Authenticated Root Requirement is managed separately from other SIP controls. To enable it, use the command
csrutil authenticated-root enable
To disable it,
csrutil authenticated-root disable
and to check its status
csrutil authenticated-root status
Note that fully enabling SIP also enables Authenticated Root Requirement.

The following summary table should help you use these complicated options for control of SIP features using csrutil.

To disable a specific feature, use the --without option for that abbreviated feature name, or the authenticated-root disable option. Note that running csrutil enable also enables the Authenticated Root Requirement. If you need to disable that, use the command to do so after setting other SIP features using csrutil enable --without.
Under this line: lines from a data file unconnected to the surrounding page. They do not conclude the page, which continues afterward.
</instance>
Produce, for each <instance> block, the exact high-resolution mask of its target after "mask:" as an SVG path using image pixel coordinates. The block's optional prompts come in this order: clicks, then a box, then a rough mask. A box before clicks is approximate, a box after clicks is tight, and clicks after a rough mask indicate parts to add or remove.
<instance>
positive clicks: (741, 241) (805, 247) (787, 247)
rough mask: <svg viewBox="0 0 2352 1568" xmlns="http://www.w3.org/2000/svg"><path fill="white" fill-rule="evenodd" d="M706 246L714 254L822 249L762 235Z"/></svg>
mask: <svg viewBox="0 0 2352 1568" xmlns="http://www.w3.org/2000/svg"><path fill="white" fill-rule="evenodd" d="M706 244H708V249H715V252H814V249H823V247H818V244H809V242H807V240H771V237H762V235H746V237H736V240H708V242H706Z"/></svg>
These commands should be good to use on Apple silicon (and Intel) Macs running Sonoma, and don’t appear to have changed in Sequoia.

Although you can check SIP status in regular user mode, making changes to it should be performed in Recovery mode, and in Apple silicon Macs any disabling of its features is likely to require Reduced Security to be set in Startup Security Utility. Status reports for most combinations of disabled features will warn that the combination being used may not be supported in the future; the only common exceptions to that are when SIP is fully enabled or fully disabled.

Thanks to Ryan for adding CSR_ALLOW_TASK_FOR_PID to the control list given above.